Taking up opportunities in the conversion of wastes to wealth has been identified as an avenue for youths to harness their potential to escape joblessness and poverty.
This was the submission at the FGN/IFAD/NDDC/LIFE-ND project workshop during an inspection of a Black Soldier Fly farm in Afam, Oyigbo local government area of Rivers state following the train the trainer workshop in Port Harcourt.
The surge in the cost of livestock feeds and other essentials have continued to drive the search for alternatives where discarded materials like plastics, agricultural byproducts, and organic refuse are transformed into valuable raw materials, energy, or consumer goods.
To this end, the farming of the Black Soldier Fly, BSF, as a good alternative for protein in Livestock feeds informed the train the trainer workshop where beneficiaries were exposed to the value and benefits of the Black Soldier fly farming which is primarily used as an eco-friendly ingredient in commercial animal feed like poultry, swine, and fish farming.

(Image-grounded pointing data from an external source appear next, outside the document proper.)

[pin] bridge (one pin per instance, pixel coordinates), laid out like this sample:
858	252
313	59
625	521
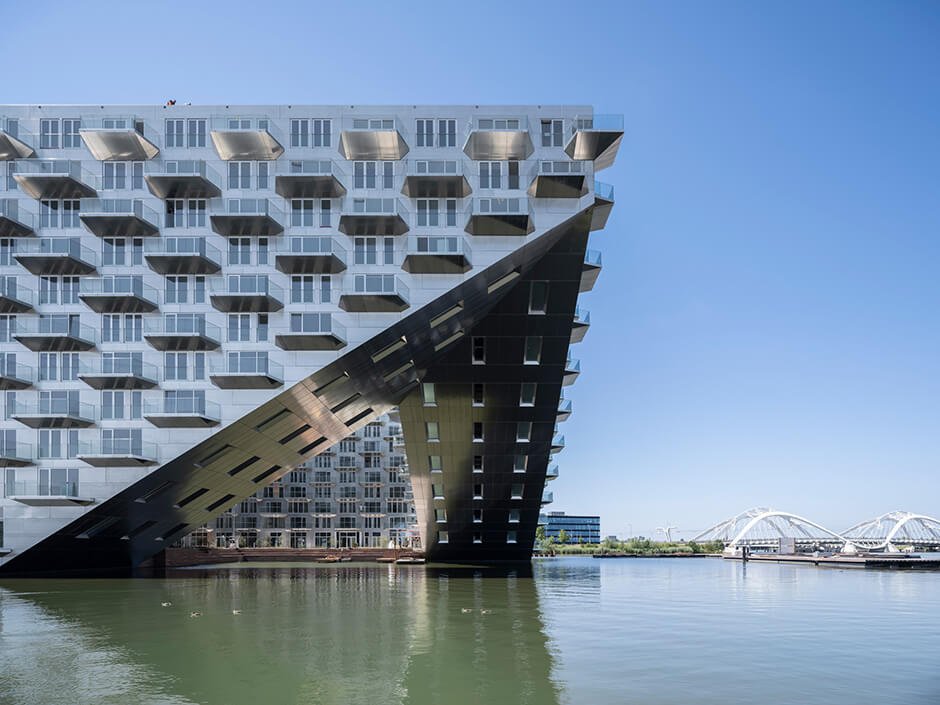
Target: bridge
769	529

Explaining the process involved in Black Soldier fly farming, the CEO More Ahead Integrated Farms, Mrs Becky Jacobs popularly known as Maggot Jagaban, said BSF, a harmless and non disease carrying fly goes through breeding to adulthood, hatch their eggs, and the larvae is allowed to consume decomposing waste before harvesting the nutrient-dense grubs for livestock or aquaculture.
Earlier, the National Environment and Climate Change Specialist, FGN/IFAD/NDDC/LIFE-ND project Bemigho Wategire said the thrust of the workshop is to drive the narrative that nothing is a waste from production to processing.
Two other Environment and Climate Change Specialists, Mrs Edidiong Wilson from Akwa Ibom state and Dr Ikona Eteng Lakam from Cross River state said they were now well equipped to take the message of waste to wealth to their immediate environment.
Participants at the workshop were drawn from the nine states of the Niger Delta, including Edo, Rivers, Cross River, Akwa Ibom, Delta, Bayelsa, Imo, Ondo and Abia states.